I smiled. “Fair enough, but my question remains.”
“It is politically expedient to keep the goblins as your allies, and that means Holly and Ash must want to be on your side, because you are correct, they will be the next rulers of the goblins.”
“I’ve been wondering how they’ll divide up the throne. They can’t both be king,” I said.
“I think Ash will take the crown, but they will rule the goblins as they have done everything in their lives.”
“They will rule together,” I said.
“Yes.”
“Ash is the more dominant personality, but up to the point where they disagree they are a unit.”
“And then Holly lets Ash win the disagreement?” Sholto asked.
I nodded.
“I wonder what would happen if Holly wouldn’t give way to his brother?”
“I don’t know. I don’t think either of them would have survived without the other.
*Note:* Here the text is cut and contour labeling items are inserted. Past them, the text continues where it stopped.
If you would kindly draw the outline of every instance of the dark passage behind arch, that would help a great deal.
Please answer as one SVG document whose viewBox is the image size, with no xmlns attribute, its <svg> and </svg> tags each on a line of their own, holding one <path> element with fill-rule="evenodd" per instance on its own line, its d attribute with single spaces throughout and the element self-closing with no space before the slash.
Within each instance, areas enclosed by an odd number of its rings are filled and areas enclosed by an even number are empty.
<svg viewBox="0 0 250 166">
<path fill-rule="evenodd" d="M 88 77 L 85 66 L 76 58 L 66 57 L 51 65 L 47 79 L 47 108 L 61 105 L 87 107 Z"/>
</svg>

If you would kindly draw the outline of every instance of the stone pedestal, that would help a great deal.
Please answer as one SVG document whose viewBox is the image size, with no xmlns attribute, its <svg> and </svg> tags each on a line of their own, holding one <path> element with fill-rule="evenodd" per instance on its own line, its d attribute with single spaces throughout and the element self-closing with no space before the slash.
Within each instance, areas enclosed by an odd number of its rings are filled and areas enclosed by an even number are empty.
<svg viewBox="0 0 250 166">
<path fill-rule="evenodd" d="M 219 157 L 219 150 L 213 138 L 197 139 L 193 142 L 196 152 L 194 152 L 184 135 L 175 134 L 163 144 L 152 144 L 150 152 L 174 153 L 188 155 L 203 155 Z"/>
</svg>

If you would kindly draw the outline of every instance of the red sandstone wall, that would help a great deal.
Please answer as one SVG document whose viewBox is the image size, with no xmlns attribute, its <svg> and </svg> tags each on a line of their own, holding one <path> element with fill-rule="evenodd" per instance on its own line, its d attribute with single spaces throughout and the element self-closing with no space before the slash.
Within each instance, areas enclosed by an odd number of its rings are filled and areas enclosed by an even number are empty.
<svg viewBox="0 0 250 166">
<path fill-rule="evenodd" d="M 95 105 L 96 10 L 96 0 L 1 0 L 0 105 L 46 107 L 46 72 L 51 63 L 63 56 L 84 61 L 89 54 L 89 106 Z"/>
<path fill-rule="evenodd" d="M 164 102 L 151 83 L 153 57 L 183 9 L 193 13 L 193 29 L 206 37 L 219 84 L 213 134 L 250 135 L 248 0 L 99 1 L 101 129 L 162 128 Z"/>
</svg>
Sidhe-sided goblins are physically weaker than most goblins.”
“Like your Kitto.”
“Kitto is weaker than most,” I said.
“You have given him a refuge and a home, Meredith; it is good to see.”
“I didn’t think you cared for Kitto one way or another.”
“I did not know him, but I knew the fate of the sidhe-sided among the goblins and I would not wish that upon anyone.”
“You are much kinder than your reputation among the fey.”
“The King of the Sluagh needs a fierce reputation to keep his kingdom and people safe.”
“That may be true of all rulers in faerie,” I said.
He touched my face. “Now you look too serious.”
“I am not respected, or feared, enough to keep us safe.”
“The Goddess walks with you, Meredith. You have brought back the magic that we lost, and the sidhe are having children once more; those are all things worthy of much respect.”
“Many of the sidhe still see me as a mortal abomination, the first sidhe ever born who was mortal and could be killed by normal means.”
“You and I are both abominations to them. You with your human mortality, and I showing that the humanoid bias of the sidhe no longer wins genetically. We are both living proof that the sidhe are fading as pure people.”
“They do hate us both for that,” I said.
“Let them hate us, we know our worth,” he whispered, and leaned down to kiss me again. I kissed him back eagerly, because he was right. We knew our worth now. Those who hated us for physical traits we could not change could go hang themselves. Racists are always evil, whether it’s the color of your skin they hate, or how many limbs you have, or how fragile you are; it’s all hatred and it’s all just fear. They hated us because they saw us and thought, There but for the grace of Goddess go I, or my children. Sholto and I were the bogeyman in the mirror, and yet he was a king and I was a princess, and those who hated us most were neither. I wondered, did they hate us more because we were different, or because we were different and ruled in faerie and they with their pure, perfect, sidhe bodies did not?